A baliza, manobra técnica de estacionar o veículo em uma vaga paralela à guia, sempre foi apontada como uma das principais causas de reprovação no exame prático, por exigir alto nível de precisão e controle do carro em espaço reduzido. Com a mudança, essa etapa deixa de ser um critério de avaliação isolado nesses estados, embora continue obrigatória em outras unidades da federação que optaram por manter o modelo tradicional.

 

Nos estados que aboliram a baliza, o exame prático passa a avaliar exclusivamente o desempenho do candidato em percurso de via pública, sob a observação direta do examinador. O trajeto inclui quesitos, como conversões à direita e à esquerda, uso correto da sinalização, paradas obrigatórias e condução segura em situações reais de trânsito.

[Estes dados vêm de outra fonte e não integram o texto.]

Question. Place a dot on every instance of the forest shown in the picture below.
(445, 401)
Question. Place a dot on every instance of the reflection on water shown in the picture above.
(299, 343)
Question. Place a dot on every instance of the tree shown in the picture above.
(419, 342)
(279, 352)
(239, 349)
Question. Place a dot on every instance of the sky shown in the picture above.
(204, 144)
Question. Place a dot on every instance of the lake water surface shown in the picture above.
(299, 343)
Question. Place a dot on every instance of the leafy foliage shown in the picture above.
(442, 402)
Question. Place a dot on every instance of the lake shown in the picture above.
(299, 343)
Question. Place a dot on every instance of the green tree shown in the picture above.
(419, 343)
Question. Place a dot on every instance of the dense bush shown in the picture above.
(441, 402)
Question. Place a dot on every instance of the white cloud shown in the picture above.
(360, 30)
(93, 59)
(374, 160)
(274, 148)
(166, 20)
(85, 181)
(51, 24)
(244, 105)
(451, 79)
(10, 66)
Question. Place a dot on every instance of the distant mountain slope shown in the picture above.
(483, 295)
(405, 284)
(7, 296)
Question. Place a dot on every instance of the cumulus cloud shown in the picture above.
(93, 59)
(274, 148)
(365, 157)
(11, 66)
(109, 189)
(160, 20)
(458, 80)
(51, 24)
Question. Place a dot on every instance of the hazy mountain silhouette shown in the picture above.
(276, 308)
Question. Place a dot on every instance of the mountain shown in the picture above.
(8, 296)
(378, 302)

De acordo com o Departamento de Trânsito de São Paulo (Detran-SP), “o trajeto do exame prático permanece conforme o modelo atualmente praticado, contemplando, entre outros aspectos, as conversões à direita e à esquerda; o uso correto de seta; a realização do procedimento de “parada” em local permitido; bem como a condução segura e responsável nas demais condições normais de trânsito”, informa o órgão.

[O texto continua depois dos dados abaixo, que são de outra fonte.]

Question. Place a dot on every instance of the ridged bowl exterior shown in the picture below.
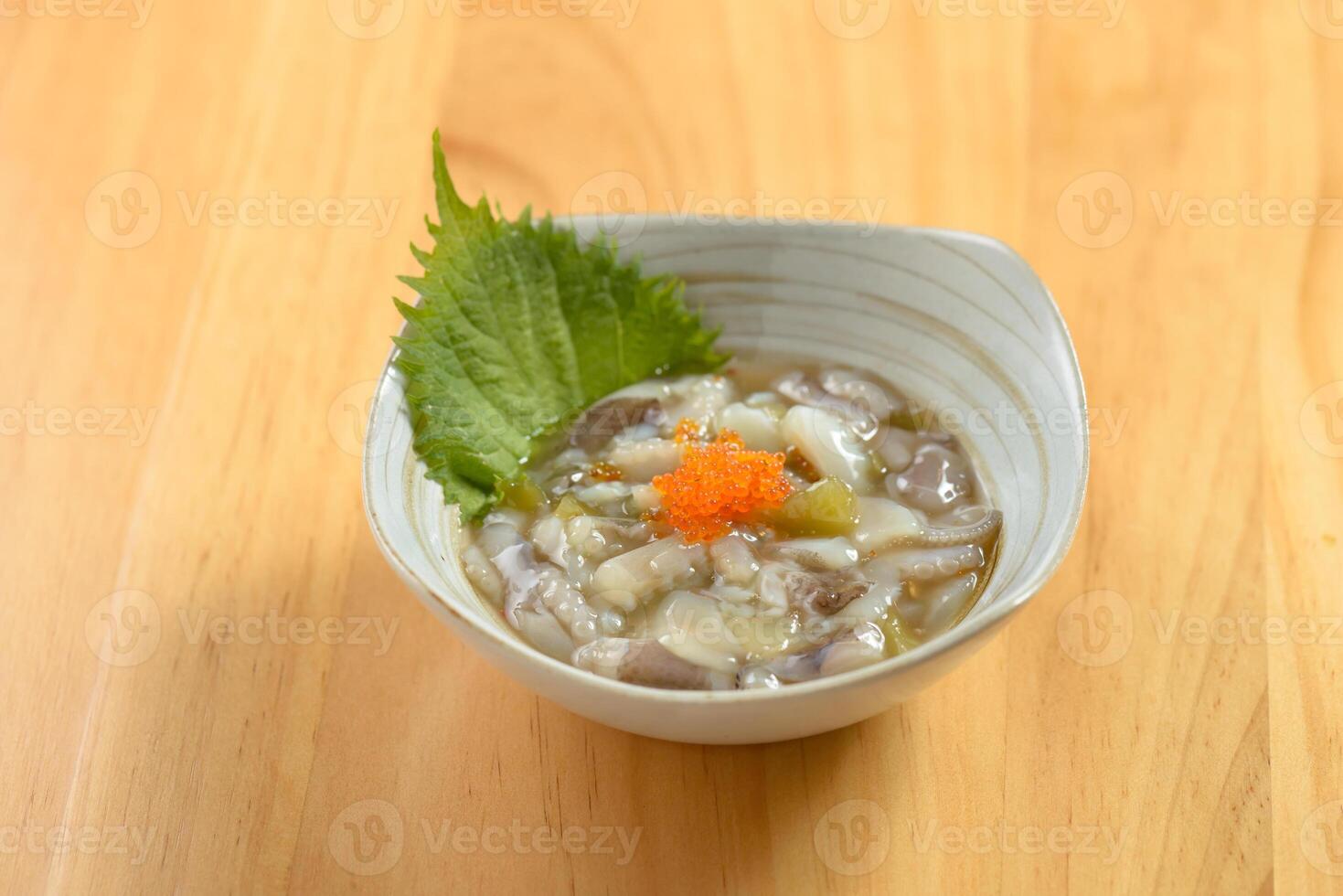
(958, 321)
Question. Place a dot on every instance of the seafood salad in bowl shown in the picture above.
(741, 529)
(723, 484)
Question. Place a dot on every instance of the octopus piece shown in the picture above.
(855, 649)
(927, 564)
(606, 420)
(936, 480)
(538, 598)
(644, 661)
(824, 592)
(856, 410)
(829, 445)
(630, 578)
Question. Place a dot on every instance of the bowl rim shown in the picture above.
(942, 644)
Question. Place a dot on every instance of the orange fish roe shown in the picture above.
(718, 484)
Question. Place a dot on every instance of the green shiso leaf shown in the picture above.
(517, 331)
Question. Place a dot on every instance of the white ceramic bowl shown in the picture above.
(956, 321)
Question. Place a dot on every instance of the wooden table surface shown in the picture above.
(212, 681)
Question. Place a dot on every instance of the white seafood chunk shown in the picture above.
(646, 498)
(692, 627)
(758, 677)
(945, 602)
(733, 560)
(882, 521)
(756, 426)
(829, 445)
(642, 460)
(865, 646)
(873, 606)
(644, 661)
(549, 538)
(935, 481)
(603, 493)
(868, 402)
(633, 577)
(483, 574)
(701, 398)
(544, 633)
(821, 554)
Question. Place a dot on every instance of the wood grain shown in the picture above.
(1165, 744)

No entanto, os estados do Acre, Bahia, Paraíba, Rio de Janeiro, Rondônia e Sergipe afirmam que seguirão exigindo a prova de baliza durante os exames práticos.

A flexibilização é possível enquanto o novo Manual Brasileiro de Exames de Direção Veicular, que deverá padronizar o processo em todo o país, ainda não foi publicado pelo Conselho Nacional de Trânsito (Contran). Até que o documento entre em vigor, cada Detran mantém a autonomia para definir os critérios do exame prático.

Além da exclusão do exame de baliza, outros ajustes vêm sendo adotados em 2026. Em alguns estados, a prova prática passou a ter duração mínima maior, com exigência de diferentes manobras ao longo do percurso, e não apenas em um ponto específico.

Também houve mudanças no sistema de pontuação, que passou a seguir a classificação de infrações prevista no Código de Trânsito Brasileiro, com limite maior de pontos permitidos durante o exame. Antes da mudança, o candidato poderia ser punido com a perda de até três pontos, com infrações classificadas como leves (1 ponto), médias (2 pontos) e graves (3 pontos).

Com a nova resolução do Contran, o candidato pode perder até 10 pontos, dependendo da regra definida pelo Detran. As infrações passam a ser classificadas como leve (1 ponto), média (2 pontos), grave (3 pontos) e gravíssima (6 pontos).

São Paulo libera exame prático com carro automático

A nova resolução do Contran também dispensou a obrigatoriedade de carros com câmbio manual para a prova prática a partir de 2026. Agora, os candidatos também poderão ser avaliados em veículos com câmbio automático em alguns estados, como o de São Paulo. “Agora, candidatos que não necessitam de adaptação veicular poderão realizar o exame prático em carros automáticos, regularmente cadastrados. A medida reconhece a crescente presença desse tipo de veículo na frota brasileira e amplia as possibilidades para os candidatos, respeitando os critérios técnicos já adotados nos exames”, informa o Detran-SP.

O exame prático poderá ser interrompido pelo examinador se o candidato apresentar incapacidade técnica para dirigir o veículo com segurança ou demonstrar instabilidade emocional ou comportamento incompatível.

Caso seja reprovado, o candidato poderá agendar novas avaliações, sem limitação de tentativas, até ser aprovado. A segunda tentativa, aliás, poderá ser agendada no mesmo dia sem cobrança adicional.